38. ${f}\left(x\right)=\begin{cases}2x^{2}+2x+1, \hfill& x\leq0 \\ x-3, \hfill& x>0\end{cases};\underset{x\to 0^{-}}{\mathrm{lim}}f \left(x\right)$

39. ${f}\left(x\right)=\begin{cases}2x^{2}+2x+1, \hfill& x\leq0 \\ x-3, \hfill& x>0\end{cases};\underset{x\to 0}{\mathrm{lim}}f \left(x\right)$

40. $\underset{x\to 4}{\mathrm{lim}}\dfrac{\sqrt{x+5}-3}{x - 4}$

41. $\underset{x\to {3}^{+}}{\mathrm{lim}}\dfrac{{x}^{2}}{{x}^{2}-9}$

For the following exercises, find the average rate of change $\frac{f\left(x+h\right)-f\left(x\right)}{h}$.

42. $f\left(x\right)=x+1$

43. $f\left(x\right)=2{x}^{2}-1$

44. $f\left(x\right)={x}^{2}+3x+4$

45. $f\left(x\right)={x}^{2}+4x - 100$

46. $f\left(x\right)=3{x}^{2}+1$

47. $f\left(x\right)=\cos \left(x\right)$

48. $f\left(x\right)=2{x}^{3}-4x$

49. $f\left(x\right)=\frac{1}{x}$

50. $f\left(x\right)=\frac{1}{{x}^{2}}$

51. $f\left(x\right)=\sqrt{x}$

52. Find an equation that could be represented by Figure 2.

Figure 2

53. Find an equation that could be represented by Figure 3.

Figure 4

For the following exercises, refer to Figure 4.

Figure 5

54. What is the right-hand limit of the function as $x$ approaches 0?

55. What is the left-hand limit of the function as $x$ approaches 0?

56. The position function $s\left(t\right)=-16{t}^{2}+144t$ gives the position of a projectile as a function of time.
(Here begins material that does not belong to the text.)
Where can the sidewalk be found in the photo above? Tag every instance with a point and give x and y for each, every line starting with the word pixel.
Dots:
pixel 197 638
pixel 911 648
Find the average velocity (average rate of change) on the interval $\left[1,2\right]$ .

57. The height of a projectile is given by $s\left(t\right)=-64{t}^{2}+192t$ Find the average rate of change of the height from $t=1$ second to $t=1.5$ seconds.

58. The amount of money in an account after $t$ years compounded continuously at 4.25% interest is given by the formula $A={A}_{0}{e}^{0.0425t}$, where ${A}_{0}$ is the initial amount invested. Find the average rate of change of the balance of the account from $t=1$ year to $t=2$ years if the initial amount invested is \$1,000.00.